Not Applicable
Traditional machine learning based regression models require the application of truth set data (“actuals”) for training the model and increasing predictive accuracy. However, in some environments, a technical, regulatory, or legal constraint may impose a firewall or otherwise prohibit the availability of actuals for training the model. As a result, there are many areas where regression models would be useful but cannot be taken advantage of by conventional methods.
The present disclosure contemplates various systems and methods for overcoming the above drawbacks accompanying the related art. One aspect of the embodiments of the present disclosure is a method of training a machine learning regression model. The method may comprise defining a prediction accuracy grading function, the prediction accuracy grading function being a many-to-one function that maps prediction accuracies to proxies, each of the prediction accuracies being derivable from a respective prediction of the model and a corresponding actual. The method may further comprise receiving a plurality of proxies corresponding respectively to a plurality of predictions of the model and, for each of the plurality of proxies, deriving a corresponding approximated actual according to the prediction accuracy grading function. The method may further comprise, for each of the plurality of predictions of the model, calculating an approximated residual based on the corresponding approximated actual. The method may further comprise adjusting the model based on the approximated residuals.

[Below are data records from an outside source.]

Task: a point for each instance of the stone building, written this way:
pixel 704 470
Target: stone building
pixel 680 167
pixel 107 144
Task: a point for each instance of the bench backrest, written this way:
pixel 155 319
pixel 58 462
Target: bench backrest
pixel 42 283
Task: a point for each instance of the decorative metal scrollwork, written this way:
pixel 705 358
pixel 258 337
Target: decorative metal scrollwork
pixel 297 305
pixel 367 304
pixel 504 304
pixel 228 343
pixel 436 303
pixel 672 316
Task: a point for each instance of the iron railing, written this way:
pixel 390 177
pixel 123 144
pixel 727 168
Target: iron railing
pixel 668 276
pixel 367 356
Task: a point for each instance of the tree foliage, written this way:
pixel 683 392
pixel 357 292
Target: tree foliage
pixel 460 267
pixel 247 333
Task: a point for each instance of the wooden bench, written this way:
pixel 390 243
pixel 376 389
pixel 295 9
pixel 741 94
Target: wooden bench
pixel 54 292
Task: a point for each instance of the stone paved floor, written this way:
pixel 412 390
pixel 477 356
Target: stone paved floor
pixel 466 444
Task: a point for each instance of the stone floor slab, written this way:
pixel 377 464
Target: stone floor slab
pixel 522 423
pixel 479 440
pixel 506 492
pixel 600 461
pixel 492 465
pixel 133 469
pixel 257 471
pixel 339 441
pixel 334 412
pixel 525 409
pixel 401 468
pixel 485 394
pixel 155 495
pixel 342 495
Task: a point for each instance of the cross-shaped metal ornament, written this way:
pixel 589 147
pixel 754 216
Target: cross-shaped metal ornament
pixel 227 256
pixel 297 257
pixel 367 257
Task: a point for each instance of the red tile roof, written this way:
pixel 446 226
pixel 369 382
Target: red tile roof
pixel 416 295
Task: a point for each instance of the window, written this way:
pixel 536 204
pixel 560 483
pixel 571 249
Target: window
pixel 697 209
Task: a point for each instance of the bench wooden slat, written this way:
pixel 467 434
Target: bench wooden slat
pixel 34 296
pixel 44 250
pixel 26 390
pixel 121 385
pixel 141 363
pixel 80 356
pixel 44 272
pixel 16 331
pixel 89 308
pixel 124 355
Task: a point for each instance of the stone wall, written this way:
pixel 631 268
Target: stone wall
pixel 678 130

Another aspect of the embodiments of the present disclosure is a computer program product comprising one or more non-transitory program storage media on which are stored instructions executable by one or more processors or programmable circuits to perform operations for training a machine learning regression model. The operations may comprise defining a prediction accuracy grading function, the prediction accuracy grading function being a many-to-one function that maps prediction accuracies to proxies, each of the prediction accuracies being derivable from a respective prediction of the model and a corresponding actual. The operations may further comprise receiving a plurality of proxies corresponding respectively to a plurality of predictions of the model and, for each of the plurality of proxies, deriving a corresponding approximated actual according to the prediction accuracy grading function. The operations may further comprise, for each of the plurality of predictions of the model, calculating an approximated residual based on the corresponding approximated actual. The operations may further comprise adjusting the model based on the approximated residuals.
Another aspect of the embodiments of the present disclosure is a system for training a machine learning regression model. The system may comprise one or more databases for storing a prediction accuracy grading function, the prediction accuracy grading function being a many-to-one function that maps prediction accuracies to proxies, each of the prediction accuracies being derivable from a respective prediction of the model and a corresponding actual. The system may further comprise one or more computers operable to receive a plurality of proxies corresponding respectively to a plurality of predictions of the model and, for each of the plurality of proxies, derive a corresponding approximated actual according to the prediction accuracy grading function. The one or more computers may be further operable to calculate an approximated residual for each of the plurality of predictions of the model based on the corresponding approximated actual and to adjust the model based on the approximated residuals.
The system may further comprise one or more remote computers operable to receive the plurality of predictions of the model and a corresponding plurality of actuals, derive prediction accuracies from the predictions and the actuals, and map the prediction accuracies to proxies according to the prediction accuracy grading function to generate the plurality of proxies.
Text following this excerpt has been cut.